Le Tampu de la pampa.

En quittant le Tampu, nous prîmes à l’est ; le vent ne soufflait plus de la Cordillère, mais l’air était vif et piquant ; nos mules, que le repos et la fraîcheur avaient ranimées, manifestaient d’excellentes dispositions dont nous profitâmes pour les mener bon train. Vers cinq heures, une clarté blanchâtre envahit le ciel ; les constellations pâlirent ; le jour se fit. Bientôt, quelques rayons d’un rose orangé illuminèrent le sol de la pampa devenu ferme et compact ; le disque du soleil ne tarda pas à se montrer ; comme nous marchions au-devant de lui, nous nous trouvâmes au milieu d’un ruissellement lumineux qui nous éblouissait de telle sorte et nous incommodait si fort en même temps, que, pour échapper à ce supplice d’un nouveau genre, nous nous repliâmes sur nous-mêmes comme des hérissons. Cette posture anomale et gênante nous rendit injustes à l’endroit du soleil levant.

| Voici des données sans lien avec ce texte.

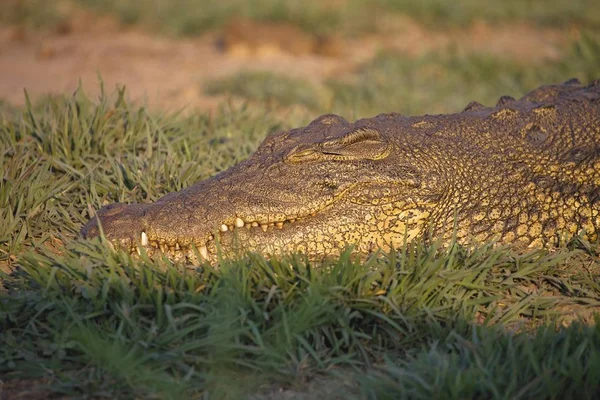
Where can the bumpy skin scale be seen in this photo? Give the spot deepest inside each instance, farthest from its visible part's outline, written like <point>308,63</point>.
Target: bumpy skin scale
<point>525,172</point>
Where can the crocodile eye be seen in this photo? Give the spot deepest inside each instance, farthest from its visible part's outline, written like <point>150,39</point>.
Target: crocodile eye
<point>329,184</point>
<point>359,144</point>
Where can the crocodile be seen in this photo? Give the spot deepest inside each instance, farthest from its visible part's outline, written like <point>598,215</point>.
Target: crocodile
<point>525,172</point>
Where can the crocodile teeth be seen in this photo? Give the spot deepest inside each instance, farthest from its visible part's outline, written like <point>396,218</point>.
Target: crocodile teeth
<point>204,252</point>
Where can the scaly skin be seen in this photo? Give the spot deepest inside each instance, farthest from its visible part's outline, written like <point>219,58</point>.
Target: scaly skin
<point>525,172</point>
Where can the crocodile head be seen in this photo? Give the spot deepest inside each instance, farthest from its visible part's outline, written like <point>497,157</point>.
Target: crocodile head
<point>315,190</point>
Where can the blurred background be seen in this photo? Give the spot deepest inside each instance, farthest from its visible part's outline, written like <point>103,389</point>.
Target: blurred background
<point>353,57</point>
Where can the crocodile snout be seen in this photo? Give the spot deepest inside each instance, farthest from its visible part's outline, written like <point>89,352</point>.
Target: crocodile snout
<point>124,223</point>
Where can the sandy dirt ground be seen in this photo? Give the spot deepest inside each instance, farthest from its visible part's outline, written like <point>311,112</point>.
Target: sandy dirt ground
<point>169,73</point>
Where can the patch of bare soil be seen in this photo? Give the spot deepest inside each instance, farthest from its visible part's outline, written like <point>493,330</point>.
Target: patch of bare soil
<point>169,73</point>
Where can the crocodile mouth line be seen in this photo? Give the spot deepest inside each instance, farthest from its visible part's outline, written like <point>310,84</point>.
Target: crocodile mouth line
<point>203,247</point>
<point>230,225</point>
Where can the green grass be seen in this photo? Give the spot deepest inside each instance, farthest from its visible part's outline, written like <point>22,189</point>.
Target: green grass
<point>271,89</point>
<point>348,17</point>
<point>92,322</point>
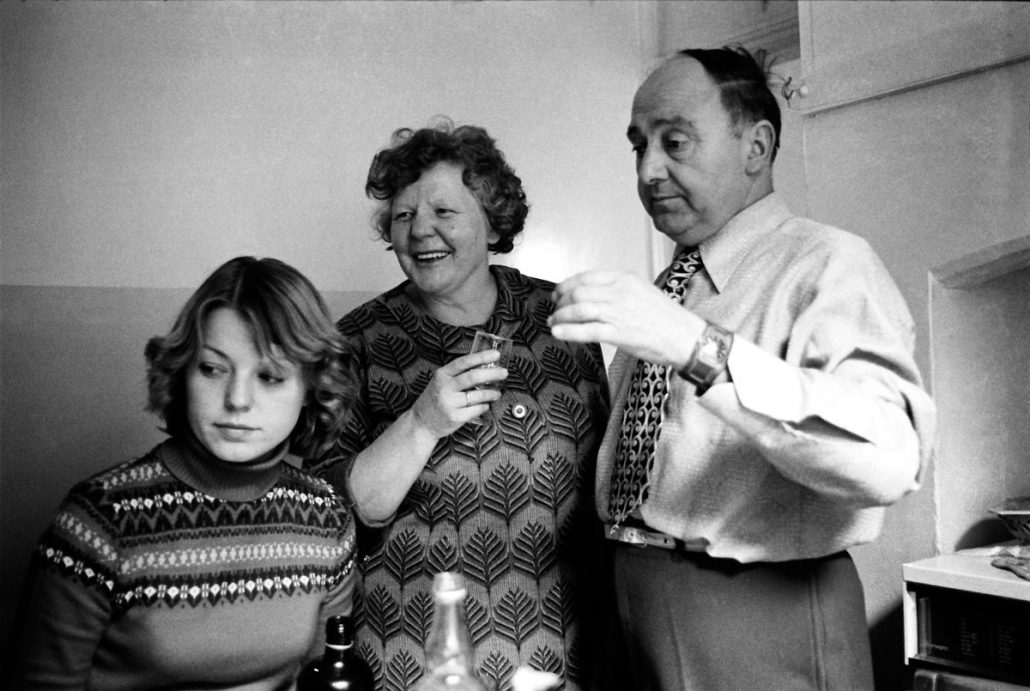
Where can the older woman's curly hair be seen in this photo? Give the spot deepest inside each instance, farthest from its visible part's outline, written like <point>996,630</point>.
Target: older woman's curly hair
<point>485,173</point>
<point>287,317</point>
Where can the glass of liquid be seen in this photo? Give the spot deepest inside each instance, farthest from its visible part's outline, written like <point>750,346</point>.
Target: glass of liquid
<point>485,341</point>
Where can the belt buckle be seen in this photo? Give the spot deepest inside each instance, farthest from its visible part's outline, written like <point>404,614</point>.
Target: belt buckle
<point>631,536</point>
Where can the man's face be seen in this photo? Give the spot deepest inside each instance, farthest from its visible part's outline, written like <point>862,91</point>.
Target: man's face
<point>690,166</point>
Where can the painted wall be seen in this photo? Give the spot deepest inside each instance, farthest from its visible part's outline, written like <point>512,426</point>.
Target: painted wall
<point>146,142</point>
<point>917,137</point>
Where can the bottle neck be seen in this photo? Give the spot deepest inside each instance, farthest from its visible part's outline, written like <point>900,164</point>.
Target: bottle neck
<point>449,644</point>
<point>336,652</point>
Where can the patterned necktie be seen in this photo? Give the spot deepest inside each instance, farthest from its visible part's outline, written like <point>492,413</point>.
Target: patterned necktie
<point>642,418</point>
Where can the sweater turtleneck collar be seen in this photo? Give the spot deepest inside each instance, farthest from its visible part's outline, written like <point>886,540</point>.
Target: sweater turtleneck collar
<point>190,461</point>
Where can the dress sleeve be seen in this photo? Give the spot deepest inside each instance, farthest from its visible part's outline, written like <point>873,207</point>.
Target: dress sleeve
<point>64,612</point>
<point>843,412</point>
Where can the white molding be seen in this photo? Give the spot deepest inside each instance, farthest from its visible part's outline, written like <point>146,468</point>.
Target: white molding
<point>982,266</point>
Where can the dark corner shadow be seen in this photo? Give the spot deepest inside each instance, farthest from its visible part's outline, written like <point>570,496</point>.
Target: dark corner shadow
<point>887,641</point>
<point>987,531</point>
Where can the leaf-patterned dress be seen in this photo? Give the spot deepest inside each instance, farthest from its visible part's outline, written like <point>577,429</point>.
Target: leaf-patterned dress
<point>508,504</point>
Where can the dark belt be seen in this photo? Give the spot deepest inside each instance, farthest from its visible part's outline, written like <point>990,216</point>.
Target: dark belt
<point>639,537</point>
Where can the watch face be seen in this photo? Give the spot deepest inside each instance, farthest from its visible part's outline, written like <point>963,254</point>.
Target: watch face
<point>714,349</point>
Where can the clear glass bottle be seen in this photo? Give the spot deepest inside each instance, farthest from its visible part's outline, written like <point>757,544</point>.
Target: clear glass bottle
<point>339,668</point>
<point>448,650</point>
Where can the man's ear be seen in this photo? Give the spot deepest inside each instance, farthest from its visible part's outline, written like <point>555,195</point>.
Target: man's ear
<point>760,138</point>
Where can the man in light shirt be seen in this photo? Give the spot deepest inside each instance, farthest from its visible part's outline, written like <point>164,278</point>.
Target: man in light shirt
<point>766,406</point>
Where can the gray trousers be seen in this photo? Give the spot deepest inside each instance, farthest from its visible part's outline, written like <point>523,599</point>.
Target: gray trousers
<point>690,622</point>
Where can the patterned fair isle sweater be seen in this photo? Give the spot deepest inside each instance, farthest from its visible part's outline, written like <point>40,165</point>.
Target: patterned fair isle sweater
<point>508,504</point>
<point>178,571</point>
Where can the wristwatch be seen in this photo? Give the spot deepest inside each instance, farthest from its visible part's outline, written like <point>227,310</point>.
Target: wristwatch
<point>709,358</point>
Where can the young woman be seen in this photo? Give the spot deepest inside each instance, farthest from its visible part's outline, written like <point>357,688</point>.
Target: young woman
<point>213,560</point>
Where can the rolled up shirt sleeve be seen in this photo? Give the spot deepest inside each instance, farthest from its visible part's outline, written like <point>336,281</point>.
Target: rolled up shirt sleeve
<point>858,435</point>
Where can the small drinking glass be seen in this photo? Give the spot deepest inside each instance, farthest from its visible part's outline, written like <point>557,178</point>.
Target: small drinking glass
<point>485,341</point>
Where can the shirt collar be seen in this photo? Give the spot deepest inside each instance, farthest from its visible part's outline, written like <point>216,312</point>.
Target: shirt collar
<point>724,250</point>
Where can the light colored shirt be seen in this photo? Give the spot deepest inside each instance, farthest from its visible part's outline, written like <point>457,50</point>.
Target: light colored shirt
<point>825,421</point>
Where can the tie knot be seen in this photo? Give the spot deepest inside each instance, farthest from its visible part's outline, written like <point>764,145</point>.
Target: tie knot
<point>686,264</point>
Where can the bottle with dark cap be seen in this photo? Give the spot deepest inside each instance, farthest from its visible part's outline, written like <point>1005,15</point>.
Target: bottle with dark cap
<point>339,668</point>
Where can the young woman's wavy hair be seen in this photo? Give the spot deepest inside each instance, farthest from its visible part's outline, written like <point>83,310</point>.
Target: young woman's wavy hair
<point>485,173</point>
<point>286,316</point>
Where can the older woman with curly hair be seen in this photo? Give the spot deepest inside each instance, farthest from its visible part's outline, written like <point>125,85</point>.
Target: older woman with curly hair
<point>453,465</point>
<point>213,561</point>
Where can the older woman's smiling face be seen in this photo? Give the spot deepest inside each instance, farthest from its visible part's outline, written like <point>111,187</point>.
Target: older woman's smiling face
<point>440,235</point>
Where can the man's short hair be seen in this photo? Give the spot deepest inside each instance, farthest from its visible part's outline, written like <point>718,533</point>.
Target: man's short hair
<point>744,83</point>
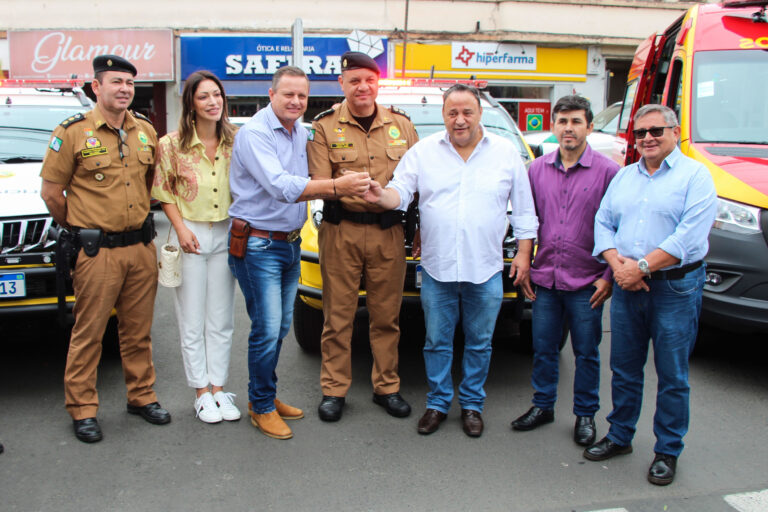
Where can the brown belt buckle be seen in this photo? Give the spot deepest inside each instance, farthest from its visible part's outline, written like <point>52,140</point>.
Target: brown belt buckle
<point>293,236</point>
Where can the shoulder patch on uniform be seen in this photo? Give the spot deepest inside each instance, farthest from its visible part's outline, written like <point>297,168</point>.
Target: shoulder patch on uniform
<point>323,114</point>
<point>140,116</point>
<point>396,110</point>
<point>72,119</point>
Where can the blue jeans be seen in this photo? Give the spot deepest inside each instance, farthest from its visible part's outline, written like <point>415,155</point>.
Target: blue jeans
<point>669,315</point>
<point>551,309</point>
<point>479,306</point>
<point>268,277</point>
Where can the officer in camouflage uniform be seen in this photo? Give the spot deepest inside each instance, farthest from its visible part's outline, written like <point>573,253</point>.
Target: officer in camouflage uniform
<point>103,160</point>
<point>357,238</point>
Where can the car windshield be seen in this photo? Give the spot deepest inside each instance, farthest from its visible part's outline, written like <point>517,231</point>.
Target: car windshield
<point>428,119</point>
<point>730,102</point>
<point>607,121</point>
<point>25,131</point>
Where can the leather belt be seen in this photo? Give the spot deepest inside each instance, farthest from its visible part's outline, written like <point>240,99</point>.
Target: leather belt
<point>675,273</point>
<point>289,236</point>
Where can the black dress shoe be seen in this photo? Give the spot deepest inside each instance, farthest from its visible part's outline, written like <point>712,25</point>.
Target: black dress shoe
<point>153,413</point>
<point>662,470</point>
<point>87,430</point>
<point>431,421</point>
<point>584,431</point>
<point>605,449</point>
<point>535,417</point>
<point>394,404</point>
<point>472,422</point>
<point>330,408</point>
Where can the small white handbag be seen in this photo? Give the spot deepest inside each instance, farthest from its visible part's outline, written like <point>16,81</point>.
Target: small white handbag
<point>169,265</point>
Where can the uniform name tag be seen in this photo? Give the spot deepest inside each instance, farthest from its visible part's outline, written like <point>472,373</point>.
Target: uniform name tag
<point>87,153</point>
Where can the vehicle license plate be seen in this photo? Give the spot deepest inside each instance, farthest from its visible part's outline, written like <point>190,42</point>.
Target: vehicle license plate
<point>12,285</point>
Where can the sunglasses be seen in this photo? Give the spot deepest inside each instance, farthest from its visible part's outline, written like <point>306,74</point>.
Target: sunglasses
<point>656,131</point>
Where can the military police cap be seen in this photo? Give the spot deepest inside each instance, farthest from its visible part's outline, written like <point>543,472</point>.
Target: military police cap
<point>112,63</point>
<point>358,60</point>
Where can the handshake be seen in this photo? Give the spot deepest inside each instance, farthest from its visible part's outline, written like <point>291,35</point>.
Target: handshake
<point>352,183</point>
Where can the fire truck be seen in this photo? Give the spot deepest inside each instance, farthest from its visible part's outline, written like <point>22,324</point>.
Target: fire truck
<point>711,67</point>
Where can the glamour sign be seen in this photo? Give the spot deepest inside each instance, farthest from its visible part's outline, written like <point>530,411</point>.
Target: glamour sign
<point>493,56</point>
<point>62,53</point>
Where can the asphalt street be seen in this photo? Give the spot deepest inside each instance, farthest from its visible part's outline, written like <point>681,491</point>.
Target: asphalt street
<point>368,460</point>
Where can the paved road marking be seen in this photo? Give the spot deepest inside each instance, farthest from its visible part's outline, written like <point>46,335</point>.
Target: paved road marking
<point>748,501</point>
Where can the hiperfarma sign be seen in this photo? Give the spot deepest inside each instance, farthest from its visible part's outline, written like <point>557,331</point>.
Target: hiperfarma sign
<point>493,56</point>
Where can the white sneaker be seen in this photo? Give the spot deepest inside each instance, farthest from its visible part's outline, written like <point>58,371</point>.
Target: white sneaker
<point>227,408</point>
<point>206,409</point>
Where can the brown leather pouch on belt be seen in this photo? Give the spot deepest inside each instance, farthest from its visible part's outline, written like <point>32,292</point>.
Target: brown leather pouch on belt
<point>238,240</point>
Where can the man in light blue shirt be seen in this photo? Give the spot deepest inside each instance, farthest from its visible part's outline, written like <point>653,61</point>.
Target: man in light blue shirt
<point>652,229</point>
<point>269,183</point>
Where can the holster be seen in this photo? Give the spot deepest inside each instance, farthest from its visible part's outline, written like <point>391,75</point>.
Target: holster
<point>90,240</point>
<point>332,211</point>
<point>238,237</point>
<point>66,257</point>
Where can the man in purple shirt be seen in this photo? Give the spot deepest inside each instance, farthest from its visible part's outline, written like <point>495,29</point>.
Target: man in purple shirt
<point>570,284</point>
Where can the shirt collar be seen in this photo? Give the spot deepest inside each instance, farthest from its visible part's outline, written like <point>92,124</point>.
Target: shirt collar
<point>99,120</point>
<point>585,160</point>
<point>668,162</point>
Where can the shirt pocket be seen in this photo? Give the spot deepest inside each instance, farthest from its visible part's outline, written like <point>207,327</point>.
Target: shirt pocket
<point>146,157</point>
<point>343,157</point>
<point>96,167</point>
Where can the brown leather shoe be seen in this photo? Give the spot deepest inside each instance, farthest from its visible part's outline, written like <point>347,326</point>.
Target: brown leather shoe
<point>288,412</point>
<point>271,424</point>
<point>473,422</point>
<point>431,421</point>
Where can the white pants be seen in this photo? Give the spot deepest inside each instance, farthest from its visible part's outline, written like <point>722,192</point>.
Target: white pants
<point>204,306</point>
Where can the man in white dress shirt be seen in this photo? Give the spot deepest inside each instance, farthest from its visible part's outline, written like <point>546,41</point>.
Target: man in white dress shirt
<point>465,177</point>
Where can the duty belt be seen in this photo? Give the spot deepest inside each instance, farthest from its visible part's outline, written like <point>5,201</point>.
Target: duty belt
<point>675,273</point>
<point>288,236</point>
<point>384,219</point>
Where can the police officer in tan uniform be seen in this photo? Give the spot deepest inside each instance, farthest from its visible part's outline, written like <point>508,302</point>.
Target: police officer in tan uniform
<point>103,160</point>
<point>357,238</point>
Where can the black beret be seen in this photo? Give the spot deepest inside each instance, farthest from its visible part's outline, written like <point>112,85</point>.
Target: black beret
<point>357,60</point>
<point>112,63</point>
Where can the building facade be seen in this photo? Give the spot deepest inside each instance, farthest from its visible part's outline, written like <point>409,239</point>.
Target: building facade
<point>530,51</point>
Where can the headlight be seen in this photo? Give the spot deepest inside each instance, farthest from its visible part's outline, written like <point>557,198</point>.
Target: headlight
<point>316,212</point>
<point>737,218</point>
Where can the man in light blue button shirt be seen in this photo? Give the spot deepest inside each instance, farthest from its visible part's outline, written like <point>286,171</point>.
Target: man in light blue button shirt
<point>269,182</point>
<point>652,229</point>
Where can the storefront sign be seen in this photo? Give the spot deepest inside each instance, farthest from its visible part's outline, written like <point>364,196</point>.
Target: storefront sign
<point>533,116</point>
<point>258,57</point>
<point>492,61</point>
<point>493,56</point>
<point>62,53</point>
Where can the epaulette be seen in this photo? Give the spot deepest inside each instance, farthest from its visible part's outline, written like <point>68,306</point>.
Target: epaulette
<point>396,110</point>
<point>323,114</point>
<point>71,120</point>
<point>140,116</point>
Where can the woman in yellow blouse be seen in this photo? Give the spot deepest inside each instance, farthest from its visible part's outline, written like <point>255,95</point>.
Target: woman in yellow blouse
<point>192,182</point>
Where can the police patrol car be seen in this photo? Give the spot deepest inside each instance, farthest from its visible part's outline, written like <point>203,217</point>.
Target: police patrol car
<point>29,111</point>
<point>421,100</point>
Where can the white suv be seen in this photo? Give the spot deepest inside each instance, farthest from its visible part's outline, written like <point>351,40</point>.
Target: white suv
<point>29,111</point>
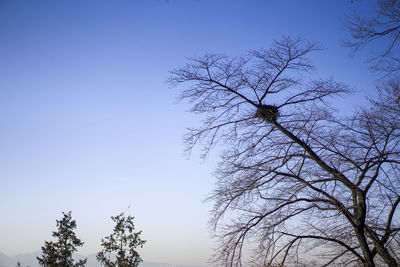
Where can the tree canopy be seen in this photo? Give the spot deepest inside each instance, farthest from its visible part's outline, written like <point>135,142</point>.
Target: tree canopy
<point>295,178</point>
<point>59,253</point>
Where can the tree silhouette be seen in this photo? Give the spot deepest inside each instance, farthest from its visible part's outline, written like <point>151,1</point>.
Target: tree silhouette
<point>295,179</point>
<point>119,248</point>
<point>59,253</point>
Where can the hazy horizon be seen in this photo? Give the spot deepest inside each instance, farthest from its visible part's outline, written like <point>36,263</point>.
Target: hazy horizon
<point>89,124</point>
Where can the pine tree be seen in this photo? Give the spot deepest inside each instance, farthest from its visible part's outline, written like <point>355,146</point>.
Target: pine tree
<point>122,244</point>
<point>59,253</point>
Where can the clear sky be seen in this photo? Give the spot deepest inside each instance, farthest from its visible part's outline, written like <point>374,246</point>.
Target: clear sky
<point>88,124</point>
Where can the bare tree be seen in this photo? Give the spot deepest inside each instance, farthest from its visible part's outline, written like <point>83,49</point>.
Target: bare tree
<point>381,28</point>
<point>295,181</point>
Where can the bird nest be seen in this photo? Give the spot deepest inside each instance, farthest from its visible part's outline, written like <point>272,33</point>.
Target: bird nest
<point>267,112</point>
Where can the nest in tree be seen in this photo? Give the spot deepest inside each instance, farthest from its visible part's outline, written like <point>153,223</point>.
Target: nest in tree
<point>267,112</point>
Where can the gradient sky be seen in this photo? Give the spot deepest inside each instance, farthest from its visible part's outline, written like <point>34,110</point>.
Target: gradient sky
<point>88,124</point>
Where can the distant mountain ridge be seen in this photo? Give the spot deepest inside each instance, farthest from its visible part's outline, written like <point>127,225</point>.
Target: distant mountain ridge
<point>29,259</point>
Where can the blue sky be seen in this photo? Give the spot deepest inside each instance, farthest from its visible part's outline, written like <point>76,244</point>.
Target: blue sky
<point>88,124</point>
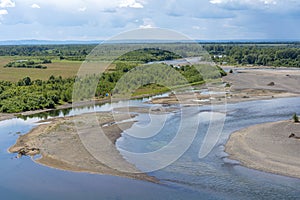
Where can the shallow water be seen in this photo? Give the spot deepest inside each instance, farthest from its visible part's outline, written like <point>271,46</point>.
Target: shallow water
<point>213,177</point>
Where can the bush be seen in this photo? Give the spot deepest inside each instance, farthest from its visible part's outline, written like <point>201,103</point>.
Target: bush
<point>295,118</point>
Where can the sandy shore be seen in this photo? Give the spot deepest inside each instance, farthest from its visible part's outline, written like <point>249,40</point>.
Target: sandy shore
<point>267,147</point>
<point>245,84</point>
<point>61,147</point>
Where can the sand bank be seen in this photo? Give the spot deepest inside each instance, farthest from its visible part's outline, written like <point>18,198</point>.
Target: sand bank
<point>268,147</point>
<point>61,147</point>
<point>242,85</point>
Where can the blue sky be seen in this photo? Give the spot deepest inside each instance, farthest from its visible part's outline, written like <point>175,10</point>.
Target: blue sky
<point>102,19</point>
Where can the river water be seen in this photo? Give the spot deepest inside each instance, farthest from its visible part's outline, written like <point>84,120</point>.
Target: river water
<point>212,177</point>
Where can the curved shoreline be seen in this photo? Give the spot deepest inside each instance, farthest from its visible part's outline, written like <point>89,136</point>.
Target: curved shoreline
<point>61,147</point>
<point>267,147</point>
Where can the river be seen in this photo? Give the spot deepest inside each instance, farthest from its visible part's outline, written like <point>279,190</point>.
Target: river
<point>213,177</point>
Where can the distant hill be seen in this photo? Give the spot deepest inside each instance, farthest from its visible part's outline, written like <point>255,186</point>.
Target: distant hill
<point>46,42</point>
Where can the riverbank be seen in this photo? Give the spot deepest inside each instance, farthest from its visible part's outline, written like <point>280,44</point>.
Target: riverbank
<point>244,84</point>
<point>268,147</point>
<point>61,147</point>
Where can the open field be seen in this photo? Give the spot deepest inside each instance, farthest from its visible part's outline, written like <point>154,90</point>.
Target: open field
<point>62,68</point>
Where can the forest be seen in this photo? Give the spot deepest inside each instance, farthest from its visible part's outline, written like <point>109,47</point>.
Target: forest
<point>27,94</point>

Au lieu de l’accueillir avec transport, nous nous prîmes à le maudire ; cependant, malgré mon humeur, je ne pus m’empêcher de rire en entendant les Péruviens qui m’accompagnaient, envoyer au diable le Dieu qu’ils avaient adoré. À huit heures seulement, l’astre, déjà haut à l’horizon, nous permit de lever la tête. La chaîne des Andes neigeuses se dressait devant nous, coupée en deux par une zone de cerros qui bornent la pampa du côté de l’est. Nous nous engageâmes à la file dans les sentiers étroits, sinueux, malaisés, qui serpentent à la base de ces formations singulières ; l’aride région ne nous offrit que des cereus et des opuntias crevassés par la sécheresse, des lézards gris et force tourterelles ; nous en comptâmes trois ou quatre variétés. La tourterelle est, avec les rats, les poux et les puces, un des fléaux de ces contrées, non-seulement elle dévaste les champs de maïs et de blé, mais elle remplit l’air de lamentations continues. Ce triste oiseau pleure et niche indifféremment dans tous les coins ; on le trouve au milieu des cendres volcaniques du littoral, dans les sables quartzeux, sur les rochers de la sierra, sous les arbres des vallées chaudes et jusque dans les poésies de rapsodes quechuas, qui, non contents de l’appeler urpilla-chay, tourterelle chérie, lui comparent les femmes de leur nation, figure littéraire, soit dit en passant, dont je n’ai jamais compris la justesse.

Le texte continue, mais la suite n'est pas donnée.